Karenanya, politisi PKB ini berharap, rencana mutasi ini sebaiknya dipertimbangkan kembali. Karena dikuatirkan mutasi yang dilakukan penjabat bupati dalam situasi politik seperti saat ini akan menimbulkan kegaduhan.
“Kalau berbicara soal urgensi dari mutasi itu, nanti tentu akan diuji. Mendagripun tentunya tidak akan langsung mengeluarkan izin. Semuanya harus melalui telaah dan disesuaikan dengan kebutuhan. Apalagi kalau ada unsur like and this like, saya rasa Mendagri tidak seperti itu. Pastikan itu akan dikaji mendalam,” terangnya.
Sofyan juga mencoba mengingatkan saat penjabat bupati Boltim dilantik Gubernur Sulut pada 5 Oktober lalu. Dalam sambutannya, gubernur menekankan agar penjabat bupati menjaga netralitas PNS, menjelang pemilihan kepala daerah.
“Netralitas itu termasuk untuk penjabat bupatinya. Bukan hanya penjabat bupati, tapi juga elit yang ada, supaya bisa memberikan suasana damai sehingga stabilitas daerah tetap terjaga. Tapi, kalau kita cuap-cuap juga tentu tidak bagus, karena apa yang kita sampaikan itu bisa saja menimbulkan hal-hal yang tidak mengenakkan,” imbuhnya.
Disisi lain, rencana mutasi tersebut juga tidak terlalu urgensi. Dilihat dari sisa tahun anggaran saat ini, waktu efektif yang masih tersisa itu hanya tiga bulan. Jika alasannya untuk memaksimalkan keberadaan aparatur.

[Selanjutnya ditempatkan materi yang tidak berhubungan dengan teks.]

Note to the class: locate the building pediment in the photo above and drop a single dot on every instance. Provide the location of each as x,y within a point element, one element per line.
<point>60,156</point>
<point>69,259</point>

“Tidak terlalu penting kalau mau mutasi saat ini. Karena ini mau akhir tahun. Tapi kalau memang ada posisi yang kosong, silahkan. Tapi jangan mutasi itu dilakukan besar-besaran. Kalau terjadi riak hingga menganggu kondusitas daerah, siapa yang akan bertanggungjawab,” tukasnya. (Fac)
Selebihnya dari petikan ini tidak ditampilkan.